Media sosial menjadi media untuk menunjukkan kebahagiaan, pencapaian atas sesuatu yang telah diraih, bahkan tak jarang digunakan untuk curhat colongan. Mendapat ucapan selamat dan simpati menjadi kepuasan tersendiri. Bahkan merasa tak enak hati jika tidak turut mengucapkan kebahagiaan teman lewat media sosial.
Hidup di era serba digital saat ini membuat mindset setiap orang merasa akan dikucilkan jika tidak memiliki satu akun media sosial saja. Kepemilikan semua akun media sosial menjadi pembahasan utama ketika berkumpul dengan sejawat. Ketika berkumpul, malah sibuk dengan smartphone masing-masing, yang penting foto dan unggah ke media sosialnya. Mengejar like dan comment yang banyak. Rasanya seluruh dunia harus tahu, sedang berada di mana.
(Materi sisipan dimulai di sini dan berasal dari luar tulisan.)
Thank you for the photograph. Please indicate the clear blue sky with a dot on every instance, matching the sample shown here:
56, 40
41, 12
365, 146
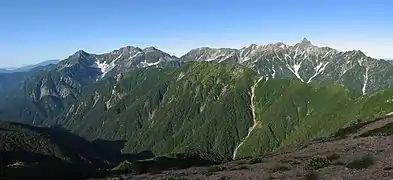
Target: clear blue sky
36, 30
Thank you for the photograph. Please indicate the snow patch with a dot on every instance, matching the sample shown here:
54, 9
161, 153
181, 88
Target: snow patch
318, 69
105, 67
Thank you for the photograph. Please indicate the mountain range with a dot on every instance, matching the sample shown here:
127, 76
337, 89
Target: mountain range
28, 67
216, 104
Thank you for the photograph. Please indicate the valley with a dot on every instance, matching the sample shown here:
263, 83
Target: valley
208, 107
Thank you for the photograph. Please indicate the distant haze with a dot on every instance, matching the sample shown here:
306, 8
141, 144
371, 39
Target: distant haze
178, 26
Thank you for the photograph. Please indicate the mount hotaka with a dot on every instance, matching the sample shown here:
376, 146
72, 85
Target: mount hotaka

Sekalinya berbincang, membahas gosip dan tokoh selebriti -yang entah apa prestasinya- dengan lugas seperti sudah hafal di luar kepala. Bagaimana tidak di luar kepala? Rasa ingin tahunya begitu besar. Tidak ada untungnya, yang untung tokoh selebritinya. Menjadi headline di mana--mana.
Yang lebih parah, menelan mentah-mentah informasi yang didapat dari official account yang belum tentu ke-official-annya. Membahas dan menyebarkan informasi tersebut ke mana-mana hingga hoax menjadi kata yang paling sering menjadi trending topic.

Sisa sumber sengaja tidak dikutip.